AndrewIOM commented 2 years ago

Thanks @nhirschey. I'm back from travelling now so have access to a Windows 10 VM and can finally start looking into the windows issues in detail today.

Just got started and can reproduce the lock-up locally on windows:

[19/09/2021 11:11:13] [Pid:7032, Tid:1, Apid:1] Adding member pi [19/09/2021 11:11:13] [Pid:7032, Tid:1, Apid:1] Adding member volcano [19/09/2021 11:11:13] [Pid:7032, Tid:1, Apid:1] Adding member volcanoList [19/09/2021 11:11:13] [Pid:7032, Tid:1, Apid:1] Adding member volcanoMean [19/09/2021 11:11:13] [Pid:7032, Tid:1, Apid:1] Finished generating types for C:\Users\acm\Documents\GitHub\RProvider\tests\Test.RProvider\data/sample.rdata [19/09/2021 11:11:15] [Pid:6036, Tid:9, Apid:1] [Server Pipe log]: Pipe has closed.

Will investigate this (look at error handling / pipe closure etc.), and also the logging issue.

I think the client and server are both running, but that a recent regression has stopped logs from spawned server processes being added to the text file on macOS for some reason (could be related to passing of environment variables?). These logs were there a few commits ago, and now on my local mac copy of this PR I only see logs from the client. Will investigate!

Edit: so it looks like the issue only occurs on windows during fake test. I have been able to run all tests using dotnet test, and also use R from dotnet fsi. In image, left is Ubuntu with fake passing; right is windows with dotnet test and dotnet fsi working (R v4.0.2, dotnet latest v5 SDK, Windows 10 1704). It may be that it builds and runs fine when the build is triggered for a second time. Screenshot 2021-09-19 at 11 55 39 .

AndrewIOM commented 2 years ago

I think I have identified the problem - the Stop command is not being sent on windows, as it never detects that the process with the given PID has ended (this is when the process is no longer present in task manager). The problematic block of code is:

/// Process.WaitForExit does not seem to be working reliably
/// on Mono, so instead we loop asynchronously until the process is gone
let rec asyncWaitForExit pid = async {
  let parentProcess = try Process.GetProcessById(pid) |> Some with _ -> None
  match parentProcess with
  | Some _ ->
    do! Async.Sleep(1000)
    return! asyncWaitForExit pid
  | None -> () }

Will work on a fix. Edit: Fix applied in below commit stops windows from locking up locally, and allows dotnet test to run correctly. However, this has not fixed the problems with CI

AndrewIOM commented 2 years ago

Windows and macOS are now building and testing OK!

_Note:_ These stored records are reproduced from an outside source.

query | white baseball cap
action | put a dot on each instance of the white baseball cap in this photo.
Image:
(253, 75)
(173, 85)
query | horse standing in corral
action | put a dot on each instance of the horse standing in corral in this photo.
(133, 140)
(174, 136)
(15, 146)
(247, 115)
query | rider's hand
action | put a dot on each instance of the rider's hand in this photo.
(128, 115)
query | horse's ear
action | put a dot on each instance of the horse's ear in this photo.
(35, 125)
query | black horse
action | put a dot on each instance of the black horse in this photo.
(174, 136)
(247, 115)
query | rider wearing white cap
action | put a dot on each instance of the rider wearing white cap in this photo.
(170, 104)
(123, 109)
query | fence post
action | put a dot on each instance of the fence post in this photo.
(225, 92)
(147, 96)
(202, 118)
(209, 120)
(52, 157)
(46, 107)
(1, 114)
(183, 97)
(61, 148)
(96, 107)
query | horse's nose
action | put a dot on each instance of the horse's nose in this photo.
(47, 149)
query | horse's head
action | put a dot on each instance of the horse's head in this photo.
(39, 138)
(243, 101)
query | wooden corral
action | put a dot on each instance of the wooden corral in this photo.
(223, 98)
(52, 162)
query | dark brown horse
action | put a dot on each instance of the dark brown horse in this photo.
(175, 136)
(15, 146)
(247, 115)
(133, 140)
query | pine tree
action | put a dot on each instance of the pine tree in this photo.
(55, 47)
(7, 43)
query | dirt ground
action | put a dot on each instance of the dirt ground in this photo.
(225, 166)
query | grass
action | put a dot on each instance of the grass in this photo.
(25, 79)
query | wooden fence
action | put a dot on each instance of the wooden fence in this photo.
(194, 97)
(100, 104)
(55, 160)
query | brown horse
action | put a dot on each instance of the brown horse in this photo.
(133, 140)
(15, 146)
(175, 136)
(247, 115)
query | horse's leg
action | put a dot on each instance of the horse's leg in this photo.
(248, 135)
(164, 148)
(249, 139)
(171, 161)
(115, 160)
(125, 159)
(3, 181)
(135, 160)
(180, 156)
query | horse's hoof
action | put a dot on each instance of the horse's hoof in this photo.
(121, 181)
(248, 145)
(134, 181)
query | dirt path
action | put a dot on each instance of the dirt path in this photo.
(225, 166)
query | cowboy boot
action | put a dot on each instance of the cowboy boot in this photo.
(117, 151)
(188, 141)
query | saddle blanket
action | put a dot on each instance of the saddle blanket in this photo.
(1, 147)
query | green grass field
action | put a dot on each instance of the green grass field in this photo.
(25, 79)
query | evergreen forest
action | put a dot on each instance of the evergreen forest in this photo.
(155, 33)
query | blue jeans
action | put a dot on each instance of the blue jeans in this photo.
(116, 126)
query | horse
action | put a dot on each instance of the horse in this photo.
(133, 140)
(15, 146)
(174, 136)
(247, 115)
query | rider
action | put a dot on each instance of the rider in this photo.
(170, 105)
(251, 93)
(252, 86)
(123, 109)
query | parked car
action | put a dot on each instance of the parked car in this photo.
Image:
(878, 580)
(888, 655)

Only linux to go - this is proving tricky, as it works locally for me. Going to try R 4.0.2 locally to see if that makes a difference.

dsyme commented 2 years ago

Great progress!

nhirschey commented 2 years ago

Fantastic! I was able to build and pass all tests on windows 10 using dotnet fake build -t All. Additionally, today is the first time that I have seen intellisense in Visual Studio 2019 working without errors on the R types/namespaces (I can browse packages, installed datasets, etc. using R. or open RProvider.).

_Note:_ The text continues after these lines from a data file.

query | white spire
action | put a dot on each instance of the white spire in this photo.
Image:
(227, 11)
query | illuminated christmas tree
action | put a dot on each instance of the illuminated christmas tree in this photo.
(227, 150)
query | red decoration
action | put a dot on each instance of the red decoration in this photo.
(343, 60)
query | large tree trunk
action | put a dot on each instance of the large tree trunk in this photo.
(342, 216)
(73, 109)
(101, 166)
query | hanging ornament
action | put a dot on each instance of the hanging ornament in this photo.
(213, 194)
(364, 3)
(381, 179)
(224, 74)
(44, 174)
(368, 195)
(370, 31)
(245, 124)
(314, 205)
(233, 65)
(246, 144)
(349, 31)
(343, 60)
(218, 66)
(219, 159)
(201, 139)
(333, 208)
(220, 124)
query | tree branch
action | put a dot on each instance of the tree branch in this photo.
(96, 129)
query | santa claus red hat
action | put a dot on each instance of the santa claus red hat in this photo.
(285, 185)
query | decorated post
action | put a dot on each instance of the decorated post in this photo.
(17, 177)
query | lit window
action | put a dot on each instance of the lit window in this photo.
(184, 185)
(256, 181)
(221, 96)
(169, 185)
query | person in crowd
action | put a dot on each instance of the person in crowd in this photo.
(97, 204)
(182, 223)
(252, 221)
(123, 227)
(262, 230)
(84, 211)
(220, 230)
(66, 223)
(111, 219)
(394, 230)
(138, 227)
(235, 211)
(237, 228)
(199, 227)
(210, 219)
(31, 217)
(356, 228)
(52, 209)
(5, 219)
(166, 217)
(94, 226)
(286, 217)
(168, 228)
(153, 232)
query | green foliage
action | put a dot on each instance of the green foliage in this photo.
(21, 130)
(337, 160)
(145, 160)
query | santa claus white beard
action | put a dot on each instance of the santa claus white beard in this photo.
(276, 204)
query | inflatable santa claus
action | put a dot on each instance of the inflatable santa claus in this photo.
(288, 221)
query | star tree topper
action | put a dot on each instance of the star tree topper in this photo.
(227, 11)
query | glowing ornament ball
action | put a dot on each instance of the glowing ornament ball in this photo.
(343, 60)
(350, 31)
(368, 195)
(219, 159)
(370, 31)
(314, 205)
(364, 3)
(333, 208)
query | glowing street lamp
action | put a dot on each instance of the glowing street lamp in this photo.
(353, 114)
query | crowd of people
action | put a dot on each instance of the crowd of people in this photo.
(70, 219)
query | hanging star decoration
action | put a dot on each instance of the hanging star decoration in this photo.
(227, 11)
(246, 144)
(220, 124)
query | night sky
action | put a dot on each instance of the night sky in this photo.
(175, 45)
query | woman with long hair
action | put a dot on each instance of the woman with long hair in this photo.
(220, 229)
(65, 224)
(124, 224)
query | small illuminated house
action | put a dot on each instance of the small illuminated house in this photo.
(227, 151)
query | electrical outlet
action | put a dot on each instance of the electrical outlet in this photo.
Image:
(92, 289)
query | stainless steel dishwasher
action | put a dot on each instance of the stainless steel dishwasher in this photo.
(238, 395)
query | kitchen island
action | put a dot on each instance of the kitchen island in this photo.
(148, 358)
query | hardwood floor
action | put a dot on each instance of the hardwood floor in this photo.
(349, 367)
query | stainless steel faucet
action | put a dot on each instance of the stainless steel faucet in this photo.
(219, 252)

@AndrewIOM maybe save this for a separate issue, but when I plot something the plot window is locked up by the REngine. I cannot resize the window and if I try to close the plot window it crashes the F# process (see gif).

rprovider-plot

AndrewIOM commented 2 years ago

I have been debugging the reasons for the Ubuntu fail on CI but not on a local machine. I have identified that it is actually REngine.GetInstance() in RInit.fs that is hanging in the Ubuntu CI, so this could be an RDotNet issue. I tried moving the engine initialisation out to a subsequent call to engine.Initialize() - this then is the step that locks up. No exceptions seem to be thrown. Not 100% sure how to proceed with this, as it works for me on the same Ubuntu version and same R version vscode dev-env. Downgrading the CI to R 3.6.3 doesn't help.

Really exciting to see it all working on Windows. Thanks for testing! For the years I have used RProvider (on mac), the graphics have beachballed and been locked up when using quartz, but not when using X11. I will open an issue - definately worth a fix for both windows and mac.

I propose that we remove Ubuntu for now and merge in this PR to get Windows working on CI. We could then release an RProvider v2.0.0-beta to allow wider testing of the .net 5 version. We could start a new PR to resolve the outstanding Ubuntu CI issues. What do you think?

Screenshot 2021-09-20 at 22 42 53

!

dsyme commented 2 years ago

I propose that we remove Ubuntu for now and merge in this PR to get Windows working on CI.

Sounds good!